Le résultat le plus clair de la campagne, si brillamment mise en train par M. Thiers, était donc, au bout de quelques semaines, d'avoir agité les esprits, réveillé des idées dangereuses pour la monarchie et la liberté, alarmé les conservateurs, jeté la division et le désarroi dans la gauche, et exposé le cabinet à son premier échec parlementaire. C'était tout le contraire de ce que le président du conseil avait espéré de sa diversion. Loin d'avoir supprimé ou rejeté au second plan ses embarras, il se trouvait les avoir aggravés. Son renom d'habileté en était ébranlé, et, parmi ceux-là mêmes qui attendaient le plus de lui, quelques-uns en venaient à se demander s'il n'était pas un étourdi téméraire. Avait-il produit meilleur effet hors frontières? Moins exclusivement préoccupé de la popularité qu'il cherchait à obtenir ainsi en France, plus attentif à suivre, en Europe, l'effort de ceux qui travaillaient à éveiller contre nous les susceptibilités et les défiances des puissances, il se fût aperçu que les démarches et les paroles par lesquelles il croyait seulement donner une satisfaction platonique à l'amour-propre national, retentissaient comme une menace aux oreilles d'étrangers déjà prévenus, et compliquaient singulièrement les difficultés de la crise où les événements d'Orient avaient jeté notre diplomatie. Ces chancelleries du continent, qui s'étaient déjà figuré, l'année précédente, que le maréchal Soult voulait «guerroyer» et «chercher les traces de Napoléon», trouvaient naturellement à s'effaroucher plus encore de l'attitude prise par son successeur[242]. Le vieux roi de Prusse, malgré sa modération et sa sympathie pour la royauté de Juillet, disait au général de Ségur: «Ah! la France! Dieu veuille qu'elle soit sage! Et cette translation des cendres de Napoléon, est-ce que vous n'êtes pas inquiet de l'effet qu'elle va produire? Pour moi, je vous avoue que j'en suis effrayé.» Ces alarmes et ces méfiances des puissances se manifestaient parfois trop ouvertement pour que M. Thiers pût les ignorer; mais il affectait d'en être plus fier qu'embarrassé. Ses journaux y montraient un hommage rendu à «son ardent amour de la dignité nationale», à sa volonté de donner «à la révolution de Juillet une noble et forte attitude au dehors».

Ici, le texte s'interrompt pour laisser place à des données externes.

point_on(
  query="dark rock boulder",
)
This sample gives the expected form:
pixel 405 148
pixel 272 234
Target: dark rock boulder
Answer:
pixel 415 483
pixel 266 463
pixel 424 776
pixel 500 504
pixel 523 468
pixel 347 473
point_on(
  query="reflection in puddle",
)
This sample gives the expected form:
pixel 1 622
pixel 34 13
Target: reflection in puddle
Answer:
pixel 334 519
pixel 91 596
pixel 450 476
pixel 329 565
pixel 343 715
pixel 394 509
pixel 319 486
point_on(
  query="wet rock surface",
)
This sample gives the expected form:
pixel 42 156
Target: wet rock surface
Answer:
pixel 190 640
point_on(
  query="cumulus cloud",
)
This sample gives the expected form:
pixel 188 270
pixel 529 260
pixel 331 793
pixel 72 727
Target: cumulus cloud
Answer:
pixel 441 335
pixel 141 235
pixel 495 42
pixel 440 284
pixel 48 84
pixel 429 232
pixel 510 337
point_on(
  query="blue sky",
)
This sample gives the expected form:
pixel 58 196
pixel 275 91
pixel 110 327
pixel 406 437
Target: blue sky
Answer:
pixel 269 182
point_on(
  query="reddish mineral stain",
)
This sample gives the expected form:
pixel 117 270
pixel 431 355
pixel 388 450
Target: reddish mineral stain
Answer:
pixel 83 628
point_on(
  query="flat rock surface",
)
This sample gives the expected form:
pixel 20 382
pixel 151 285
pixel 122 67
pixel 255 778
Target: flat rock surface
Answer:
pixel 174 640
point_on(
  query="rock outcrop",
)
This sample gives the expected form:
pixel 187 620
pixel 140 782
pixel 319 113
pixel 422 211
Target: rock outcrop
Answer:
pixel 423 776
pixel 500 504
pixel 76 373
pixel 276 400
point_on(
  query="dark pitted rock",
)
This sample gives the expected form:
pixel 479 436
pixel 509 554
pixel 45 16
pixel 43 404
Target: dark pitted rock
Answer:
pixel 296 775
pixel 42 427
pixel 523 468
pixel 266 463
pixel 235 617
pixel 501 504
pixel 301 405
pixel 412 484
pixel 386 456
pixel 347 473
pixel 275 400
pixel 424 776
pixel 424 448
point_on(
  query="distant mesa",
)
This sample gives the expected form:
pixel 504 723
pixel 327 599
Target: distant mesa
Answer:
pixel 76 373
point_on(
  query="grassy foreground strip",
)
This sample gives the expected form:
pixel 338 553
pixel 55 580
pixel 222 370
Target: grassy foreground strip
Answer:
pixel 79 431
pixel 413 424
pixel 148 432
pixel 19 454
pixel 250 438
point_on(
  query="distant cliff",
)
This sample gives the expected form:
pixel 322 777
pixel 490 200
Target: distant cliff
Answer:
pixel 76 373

Cependant, les négociations continuaient avec l'Angleterre, pour régler les mesures d'exécution. Quand tout fut convenu, et que, le 7 juillet, la frégate la Belle Poule mit à la voile pour Sainte-Hélène, sous les ordres du prince de Joinville, l'attention publique était ailleurs. Seuls quelques esprits prévoyants pensaient encore avec inquiétude à la grande émotion du retour. «De loin, écrivait alors Henri Heine, s'avance vers nous, à pas mesurés et de plus en plus menaçants, le corps du géant de Sainte-Hélène.» Mais bien des événements se passeront avant que ce revenant ne débarque, et, quand il arrivera, le ministère du 1er mars ne sera plus là pour le recevoir.